Draft Self-directed Support Statutory Guidance on care and support

A public consultation on draft statutory guidance to accompany the Social Care (Self-directed Support) (Scotland) Act 2013

Section 2: The Supported Person's Pathway

This section describes the supported person's "pathway" through support. It describes the core aspects of the pathway for adults, children and carers of all ages. For further guidance on children, young carers and adult carers please see section 9 in this document.

7. The supported person's pathway is their route through their care and support. The key stages will be familiar to anyone involved in social services. The professional should consider the concept of a pathway, journey or a "route" through support when they work with individuals.

Table 1: The Person's Pathway

Step 1: "I need support"

The person decides that they need some kind of support or a relative, friend or professional recommends that they contact social services.

Step 2: First Contact

The person makes contact with social care services or community health services. They can arrive at this point direct or referred on by school, housing association, family or friends, hospital, carers centre, local voluntary organisation etc. There is an initial screening to determine if the person should progress to a formal decision on their eligibility for support.

Step 3: Eligibility and assessment

This is the point where the initial decisions are made about the person's eligibility for support under the various legal obligations:

* Section 12A of the 1968 Act (the assessment duty relating to adults);

* Section 22 of the 1995 Act (the duty relating to children in need);

* Section 12AA of the 1968 Act (the assessment duty relating to carer's of adults), and;

* Section 24 of the 1995 Act (the assessment duty relating to carers of children).

Following the initial assessment of the person's eligibility for support the person's needs will be explore in much greater detail. As part of this process, the two parties - the professional and the individual - will begin to translate the initial needs into a more detailed exploration of the personal outcomes for the individual.

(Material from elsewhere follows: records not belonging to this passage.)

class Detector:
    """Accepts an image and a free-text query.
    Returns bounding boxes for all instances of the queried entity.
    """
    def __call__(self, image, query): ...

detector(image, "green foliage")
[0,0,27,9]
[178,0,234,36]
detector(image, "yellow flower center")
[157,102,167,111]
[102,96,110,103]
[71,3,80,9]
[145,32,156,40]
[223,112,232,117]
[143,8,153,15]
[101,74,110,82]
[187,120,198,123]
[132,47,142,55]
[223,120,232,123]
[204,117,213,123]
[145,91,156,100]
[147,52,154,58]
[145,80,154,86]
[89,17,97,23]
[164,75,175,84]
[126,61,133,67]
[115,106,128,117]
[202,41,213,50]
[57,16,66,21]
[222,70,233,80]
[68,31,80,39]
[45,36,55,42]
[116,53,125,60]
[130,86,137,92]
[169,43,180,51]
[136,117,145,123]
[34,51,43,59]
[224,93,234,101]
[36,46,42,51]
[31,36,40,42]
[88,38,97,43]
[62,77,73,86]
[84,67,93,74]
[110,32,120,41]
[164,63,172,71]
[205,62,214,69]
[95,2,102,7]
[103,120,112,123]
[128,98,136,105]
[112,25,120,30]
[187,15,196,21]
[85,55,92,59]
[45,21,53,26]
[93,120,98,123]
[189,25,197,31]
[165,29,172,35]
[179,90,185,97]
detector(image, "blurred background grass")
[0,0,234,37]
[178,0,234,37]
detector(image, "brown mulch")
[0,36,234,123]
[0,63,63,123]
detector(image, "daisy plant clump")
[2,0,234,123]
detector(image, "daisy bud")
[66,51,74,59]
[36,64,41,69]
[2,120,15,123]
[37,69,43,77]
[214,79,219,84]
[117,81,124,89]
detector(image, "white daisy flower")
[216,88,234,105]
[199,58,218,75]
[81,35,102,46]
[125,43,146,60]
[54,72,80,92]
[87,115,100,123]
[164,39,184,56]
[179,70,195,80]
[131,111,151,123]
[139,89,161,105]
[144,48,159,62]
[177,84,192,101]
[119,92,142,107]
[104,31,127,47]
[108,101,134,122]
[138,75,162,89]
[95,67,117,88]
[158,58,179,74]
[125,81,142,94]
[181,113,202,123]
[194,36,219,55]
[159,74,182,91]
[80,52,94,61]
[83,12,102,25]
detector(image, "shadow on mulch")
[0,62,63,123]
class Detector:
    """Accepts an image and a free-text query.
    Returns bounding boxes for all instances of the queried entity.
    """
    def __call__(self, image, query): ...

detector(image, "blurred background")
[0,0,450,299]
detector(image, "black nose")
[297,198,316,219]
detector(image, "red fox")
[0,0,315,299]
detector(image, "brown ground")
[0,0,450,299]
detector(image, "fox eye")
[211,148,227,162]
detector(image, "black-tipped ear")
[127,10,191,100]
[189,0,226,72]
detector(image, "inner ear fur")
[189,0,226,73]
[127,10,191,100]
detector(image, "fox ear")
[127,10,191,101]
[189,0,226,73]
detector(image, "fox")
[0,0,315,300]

See section 4 of this document for further guidance on assessment and eligibility.

Step 4: Support Planning

Support planning covers a wide range of issues but will tend to include a discussion of:

  • the choices available to the supported person;
  • the main risks and how the supported person and others can manage those risks, and;
  • the resources that will help to deliver the person's support plan.

If the supported person is a child then the process should be part of a single plan for the child. It should capture the contribution that any support assessed or provided under Section 22 of the 1995 Act will make as part of the overall plan for the child.

See section 5 in this document for further guidance on support planning.

See section 9 in this document for further guidance in relation to support planning for children and families.

Step 5: Decision Time

This describes the stage where the supported person and the professional agree or "sign off" the support plan.

Step 6: Support

This is the actual provision of support, including any steps to adapt and change what is done.

Step 7: Monitoring and Review

The update of the original assessment along with any changes to the person's needs and any changes in circumstances etc.

See section 6 in this document for further guidance on monitoring and review.

The Person's Pathway: Roles and responsibilities

8. A number of individuals and organisations may be involved in the person's pathway or will help to influence it in one shape or form. Table 2 provides a summary of the main roles and responsibilities.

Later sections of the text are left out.